Jo senang menggoda wanita yang telah menjadi kekasihnya itu. Nama wanita itu adalah Laras. Dia adalah wanita cantik, smart dan pandai berbahasa inggris. Bar ini lah yang mempertemukan
mereka. Laras juga seorang perantau seperti Jo, dia
bekerja sebagai tour guide, itu
sebabnya wanita berdarah jawa ini sering sekali mengunjungi bar tersebut
bersama turis-turis asing yang dipandunya.
Jo yang kharismatik dan Laras yang cantik, dua insan manusia yang
sedang dirundung cinta yang romantik ini seolah tak terpisahkan. Mereka sudah hidup bersama selama empat tahun dalam satu atap tanpa ikatan pernikahan. Empat tahun
bukanlah waktu yang singkat tentunya, keinginan terbesar Laras
dan Jo adalah mereka segera menikah.
“Will you marry me?” Jo mencodongkan tubuhnya
ke arah Laras lalu berbisik, sambil memberi
segelas jus Orange.
Mendadak Laras tertawa kecil.
“Kenapa kamu ketawa?” Kata Jo sambil menarik tubuhnya kembali.
Laras tak menjawab, karena ia merasa tahu kalo ini
bukan pertama kalinya laki-laki dihadapanya itu mengatakan hal itu, ini adalah kelima kalinya
dan jawabanya selalu sama ‘I will’.
“Kapan ya kita benar-benar akan menikah?” Kata Laras berharap.
“Berdoa saja semoga lebih cepat, kita tidak tahu
apa yang akan terjadi besok atau lusa, semoga saja Tuhan memberi kita rezeki
lebih” Ujar Jo bijak sambil menggenggam tangan kekasihnya itu.

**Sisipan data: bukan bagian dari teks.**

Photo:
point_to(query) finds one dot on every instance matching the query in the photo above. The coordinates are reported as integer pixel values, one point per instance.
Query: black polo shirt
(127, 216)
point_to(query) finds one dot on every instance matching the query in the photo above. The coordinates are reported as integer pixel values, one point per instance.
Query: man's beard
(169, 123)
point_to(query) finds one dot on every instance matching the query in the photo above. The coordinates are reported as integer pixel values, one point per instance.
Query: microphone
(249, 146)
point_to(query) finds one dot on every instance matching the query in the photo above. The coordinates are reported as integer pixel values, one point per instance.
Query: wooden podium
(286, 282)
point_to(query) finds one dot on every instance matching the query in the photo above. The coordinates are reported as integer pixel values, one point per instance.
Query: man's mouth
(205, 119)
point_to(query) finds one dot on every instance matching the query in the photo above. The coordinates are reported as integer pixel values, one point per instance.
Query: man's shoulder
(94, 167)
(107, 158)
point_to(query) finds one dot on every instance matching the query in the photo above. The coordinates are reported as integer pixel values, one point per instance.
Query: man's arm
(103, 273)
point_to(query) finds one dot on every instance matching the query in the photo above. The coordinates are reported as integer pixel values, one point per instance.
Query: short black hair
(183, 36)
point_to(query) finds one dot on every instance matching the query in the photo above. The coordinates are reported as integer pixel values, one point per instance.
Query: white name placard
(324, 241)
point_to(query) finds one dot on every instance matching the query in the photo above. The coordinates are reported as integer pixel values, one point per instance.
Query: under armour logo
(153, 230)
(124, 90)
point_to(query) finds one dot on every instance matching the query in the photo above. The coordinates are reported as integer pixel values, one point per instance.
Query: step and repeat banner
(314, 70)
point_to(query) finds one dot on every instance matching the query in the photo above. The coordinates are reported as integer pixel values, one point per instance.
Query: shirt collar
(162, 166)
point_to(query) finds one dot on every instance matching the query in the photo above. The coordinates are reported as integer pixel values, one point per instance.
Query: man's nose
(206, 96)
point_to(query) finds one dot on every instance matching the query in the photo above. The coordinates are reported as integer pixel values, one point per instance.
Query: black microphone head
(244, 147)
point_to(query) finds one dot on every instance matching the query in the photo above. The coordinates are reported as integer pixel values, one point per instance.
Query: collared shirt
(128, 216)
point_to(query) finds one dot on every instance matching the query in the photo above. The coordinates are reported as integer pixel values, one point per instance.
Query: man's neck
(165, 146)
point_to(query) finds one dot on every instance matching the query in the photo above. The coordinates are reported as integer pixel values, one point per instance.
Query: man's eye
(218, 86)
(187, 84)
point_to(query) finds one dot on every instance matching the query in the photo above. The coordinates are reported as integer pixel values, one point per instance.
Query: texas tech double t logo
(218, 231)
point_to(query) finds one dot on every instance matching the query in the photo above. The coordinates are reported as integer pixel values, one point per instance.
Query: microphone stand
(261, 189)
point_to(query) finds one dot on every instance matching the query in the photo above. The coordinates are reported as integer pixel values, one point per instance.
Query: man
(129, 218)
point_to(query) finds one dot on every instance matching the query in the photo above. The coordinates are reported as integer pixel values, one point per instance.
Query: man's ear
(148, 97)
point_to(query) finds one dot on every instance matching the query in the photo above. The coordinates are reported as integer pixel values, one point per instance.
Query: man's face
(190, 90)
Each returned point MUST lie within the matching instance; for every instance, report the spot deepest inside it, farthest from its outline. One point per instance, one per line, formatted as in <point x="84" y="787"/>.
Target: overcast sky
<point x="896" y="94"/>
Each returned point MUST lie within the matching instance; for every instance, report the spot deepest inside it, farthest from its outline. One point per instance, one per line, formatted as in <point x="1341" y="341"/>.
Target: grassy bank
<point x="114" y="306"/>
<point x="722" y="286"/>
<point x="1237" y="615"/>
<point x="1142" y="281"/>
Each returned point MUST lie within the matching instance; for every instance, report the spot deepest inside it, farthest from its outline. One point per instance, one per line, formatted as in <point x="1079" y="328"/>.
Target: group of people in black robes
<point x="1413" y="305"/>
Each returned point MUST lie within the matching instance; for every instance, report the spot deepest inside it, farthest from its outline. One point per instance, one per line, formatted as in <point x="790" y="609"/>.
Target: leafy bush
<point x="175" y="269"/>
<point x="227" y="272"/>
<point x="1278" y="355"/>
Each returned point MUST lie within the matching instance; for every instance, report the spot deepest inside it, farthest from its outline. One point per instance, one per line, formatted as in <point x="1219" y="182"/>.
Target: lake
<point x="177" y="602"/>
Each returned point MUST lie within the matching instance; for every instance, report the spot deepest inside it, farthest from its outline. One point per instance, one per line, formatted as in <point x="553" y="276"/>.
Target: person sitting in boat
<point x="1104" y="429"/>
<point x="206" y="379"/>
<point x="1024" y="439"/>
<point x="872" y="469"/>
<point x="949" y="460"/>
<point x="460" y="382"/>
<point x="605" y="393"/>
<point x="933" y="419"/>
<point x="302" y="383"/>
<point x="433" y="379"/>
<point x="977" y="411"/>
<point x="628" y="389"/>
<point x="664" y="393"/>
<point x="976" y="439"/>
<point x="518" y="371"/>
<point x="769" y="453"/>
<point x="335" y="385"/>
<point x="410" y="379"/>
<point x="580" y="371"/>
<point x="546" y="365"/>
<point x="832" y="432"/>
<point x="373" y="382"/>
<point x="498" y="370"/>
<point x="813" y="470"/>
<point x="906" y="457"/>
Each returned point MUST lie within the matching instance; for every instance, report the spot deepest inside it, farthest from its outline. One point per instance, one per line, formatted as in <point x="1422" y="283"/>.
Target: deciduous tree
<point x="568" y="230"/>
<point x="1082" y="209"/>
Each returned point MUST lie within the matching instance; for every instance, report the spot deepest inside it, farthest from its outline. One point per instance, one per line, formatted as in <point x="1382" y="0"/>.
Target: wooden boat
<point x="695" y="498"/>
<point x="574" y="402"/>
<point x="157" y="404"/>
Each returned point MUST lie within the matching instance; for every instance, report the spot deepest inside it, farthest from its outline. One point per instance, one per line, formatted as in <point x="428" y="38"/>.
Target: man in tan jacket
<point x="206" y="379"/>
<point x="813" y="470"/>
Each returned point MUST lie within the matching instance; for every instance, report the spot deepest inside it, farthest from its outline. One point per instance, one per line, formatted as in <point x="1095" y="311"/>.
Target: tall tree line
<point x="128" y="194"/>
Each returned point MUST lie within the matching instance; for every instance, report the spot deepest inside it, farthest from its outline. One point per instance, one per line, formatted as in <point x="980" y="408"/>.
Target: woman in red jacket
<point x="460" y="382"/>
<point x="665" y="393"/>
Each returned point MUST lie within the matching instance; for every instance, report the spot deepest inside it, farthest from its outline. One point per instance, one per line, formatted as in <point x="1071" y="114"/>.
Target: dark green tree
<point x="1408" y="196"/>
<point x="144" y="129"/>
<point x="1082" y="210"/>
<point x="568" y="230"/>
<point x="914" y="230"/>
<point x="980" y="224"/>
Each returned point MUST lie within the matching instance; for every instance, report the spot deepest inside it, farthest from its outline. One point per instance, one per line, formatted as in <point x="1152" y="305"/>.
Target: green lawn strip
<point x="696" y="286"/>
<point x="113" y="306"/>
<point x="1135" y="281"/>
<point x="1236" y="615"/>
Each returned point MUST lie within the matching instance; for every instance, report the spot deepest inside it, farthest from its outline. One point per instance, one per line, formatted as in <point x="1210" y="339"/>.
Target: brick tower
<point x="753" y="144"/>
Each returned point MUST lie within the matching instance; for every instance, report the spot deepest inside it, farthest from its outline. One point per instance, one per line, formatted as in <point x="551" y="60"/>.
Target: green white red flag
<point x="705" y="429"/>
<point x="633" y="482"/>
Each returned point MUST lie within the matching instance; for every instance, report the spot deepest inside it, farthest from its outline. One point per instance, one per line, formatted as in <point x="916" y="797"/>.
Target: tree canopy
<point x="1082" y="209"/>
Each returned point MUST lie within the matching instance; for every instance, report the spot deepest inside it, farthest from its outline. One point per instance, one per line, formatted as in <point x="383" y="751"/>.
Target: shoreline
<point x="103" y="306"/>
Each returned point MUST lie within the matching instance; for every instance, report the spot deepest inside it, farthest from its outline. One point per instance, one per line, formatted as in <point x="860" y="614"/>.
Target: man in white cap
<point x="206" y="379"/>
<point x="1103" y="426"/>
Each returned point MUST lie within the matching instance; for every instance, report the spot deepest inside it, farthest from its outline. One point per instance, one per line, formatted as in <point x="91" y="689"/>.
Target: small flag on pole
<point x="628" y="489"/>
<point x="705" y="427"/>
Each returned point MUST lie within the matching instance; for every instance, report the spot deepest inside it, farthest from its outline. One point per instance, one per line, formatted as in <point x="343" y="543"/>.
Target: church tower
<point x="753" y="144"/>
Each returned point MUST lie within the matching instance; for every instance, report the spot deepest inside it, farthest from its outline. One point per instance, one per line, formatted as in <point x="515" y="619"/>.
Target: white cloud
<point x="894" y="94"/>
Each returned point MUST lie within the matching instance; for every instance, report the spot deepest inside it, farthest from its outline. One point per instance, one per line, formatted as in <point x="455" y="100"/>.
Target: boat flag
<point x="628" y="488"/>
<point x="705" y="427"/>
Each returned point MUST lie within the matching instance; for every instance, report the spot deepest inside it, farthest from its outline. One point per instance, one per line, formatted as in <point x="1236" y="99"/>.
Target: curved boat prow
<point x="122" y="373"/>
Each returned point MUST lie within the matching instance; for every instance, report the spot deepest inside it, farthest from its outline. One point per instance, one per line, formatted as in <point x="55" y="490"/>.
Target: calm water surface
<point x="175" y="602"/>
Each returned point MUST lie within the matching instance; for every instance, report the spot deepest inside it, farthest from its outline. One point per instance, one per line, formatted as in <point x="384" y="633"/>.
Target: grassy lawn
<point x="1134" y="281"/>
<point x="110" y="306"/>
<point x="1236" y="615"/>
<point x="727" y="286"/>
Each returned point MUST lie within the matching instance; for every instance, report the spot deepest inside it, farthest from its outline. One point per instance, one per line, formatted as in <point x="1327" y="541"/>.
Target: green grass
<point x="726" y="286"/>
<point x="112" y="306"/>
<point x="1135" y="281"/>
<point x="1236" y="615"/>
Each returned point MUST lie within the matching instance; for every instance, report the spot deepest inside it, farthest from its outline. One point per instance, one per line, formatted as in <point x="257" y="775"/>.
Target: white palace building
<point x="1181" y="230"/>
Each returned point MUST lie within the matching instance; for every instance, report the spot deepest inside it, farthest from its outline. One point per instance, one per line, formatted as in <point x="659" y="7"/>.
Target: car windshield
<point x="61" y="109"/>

Tentu saja Laras selalu berdoa, berdoa setiap
malam, yakin Tuhan akan mendengarnya, semua ini adalah keinginan dengan niat
baik yang tulus. Dan yakin niat baik akan selalu menemukan jalannya.
“Ras, Aku akan ikut seleksi jadi bartender di kapal pesiar” Ujar Jo secara tiba-tiba.
Laras berhenti menyesap jus Orangenya, lalu ia menatap serius kekasihnya yang
sedang mengelap gelas-gelas itu. “Sayang, Kamu serius?” Kata Laras.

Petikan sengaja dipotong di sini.